Content-defined chunking fixes this. Instead of cutting at fixed offsets, the engine slides a small rolling hash across the file and cuts at byte positions whose hash hits a pattern. These positions are properties of the content itself. If a byte gets inserted, the cut points on either side of the insertion stay in the same content-relative place. Only one or two chunks around the change get invalidated. The rest of the file continues to dedup cleanly against yesterday’s backup.
This is why dedup works on Mac creative apps at all. Without content-defined boundaries, Lightroom saves would look like full rewrites to the backup engine, and you’d be no better off than if you’d had no dedup in the first place.
What it does to your storage bill
Consider a working photographer. 4 TB of active RAW, a 1.2 GB catalog, shooting two or three times a week, culling and editing steadily. They run a backup every hour.
A naive tool, checking the catalog hourly and finding it changed, would send 40 GB hourly. Over a year of hourly snapshots, that’s a theoretical 350 TB of uploads for the catalog alone. In practice you’d hit the quota wall in week two.
A dedup-aware tool sees the same shoot, the same edits, and ends the year with roughly 4.4 TB stored at the destination. Not 350. Not 40. 4.4.
That’s the order-of-magnitude difference. That’s why backup of creative work at Mac-scale is possible at all. And it’s why we let you run the numbers for your own archive in the cost calculator rather than promising you vague “savings.”
What dedup doesn’t do
A few honest caveats.
- It doesn’t help if your application encrypts its own files with a different key per save. (Lightroom doesn’t do this. Neither does Logic, Final Cut, Photos, or any app a typical Mac creative uses day-to-day.)

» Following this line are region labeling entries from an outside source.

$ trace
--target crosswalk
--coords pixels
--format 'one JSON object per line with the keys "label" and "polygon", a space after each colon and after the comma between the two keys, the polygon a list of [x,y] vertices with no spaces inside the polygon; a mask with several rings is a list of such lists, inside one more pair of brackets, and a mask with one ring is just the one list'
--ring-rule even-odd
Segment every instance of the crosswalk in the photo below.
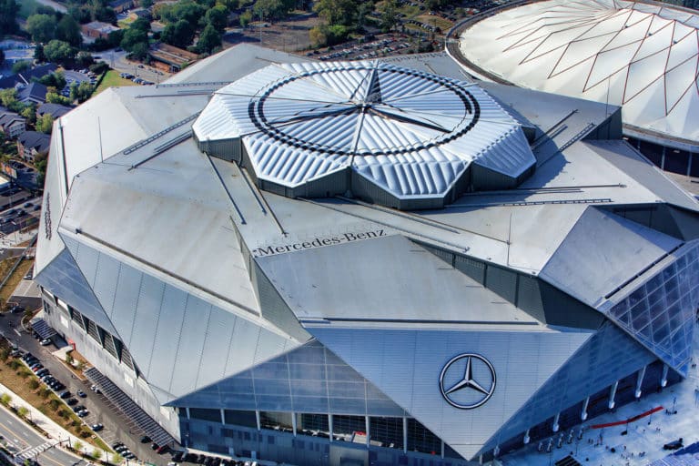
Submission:
{"label": "crosswalk", "polygon": [[25,460],[28,460],[29,458],[34,458],[35,456],[43,453],[46,450],[48,450],[53,443],[50,441],[45,441],[41,445],[36,445],[35,447],[30,447],[27,449],[23,450],[19,453],[17,453],[15,458],[24,461]]}

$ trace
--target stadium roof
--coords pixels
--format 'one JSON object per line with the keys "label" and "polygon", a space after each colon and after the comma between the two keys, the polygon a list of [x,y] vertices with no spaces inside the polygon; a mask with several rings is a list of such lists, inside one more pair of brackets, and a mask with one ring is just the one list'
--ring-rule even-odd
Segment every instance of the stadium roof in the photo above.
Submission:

- It doesn’t help if your application re-encodes every photo on save. (Lightroom edits non-destructively. Your RAW files aren’t being rewritten.)
- It doesn’t magically dedup across completely separate backup accounts. macup dedups within a single repository. Two Macs backing up the same photo folder to the same repository share blocks. Two people on different accounts don’t share anything, which is what you want.
The practical advice
If you’ve been excluding your Lightroom catalog from backup because you were told it was “too big to back up” or “changes too often,” stop. Both things are true and neither of them matters. Catalogs are tractable. Back them up.
What you should exclude is the preview cache and Smart Preview store. Those regenerate on demand, churn fast, and aren’t worth the dedup work. You lose nothing by excluding them and you save a meaningful amount of churn.
And back up your catalog to the same destination as your source RAWs. Dedup works on both. Putting them together lets the engine share blocks between originals and catalog-referenced exports, which is where some of the largest savings quietly show up.
One more thing
The reason your backup works at all, quietly, every hour, without melting your upload, is chunking. It’s one of a half-dozen boring algorithms doing quiet work under the surface. You shouldn’t have to think about it. Now you’ve thought about it. Feel free to stop.
If you want the textbook entries, there’s chunking and deduplication in the glossary. If you want to see the numbers against your own archive, the cost calculator is linked above. Otherwise, go back to your catalog.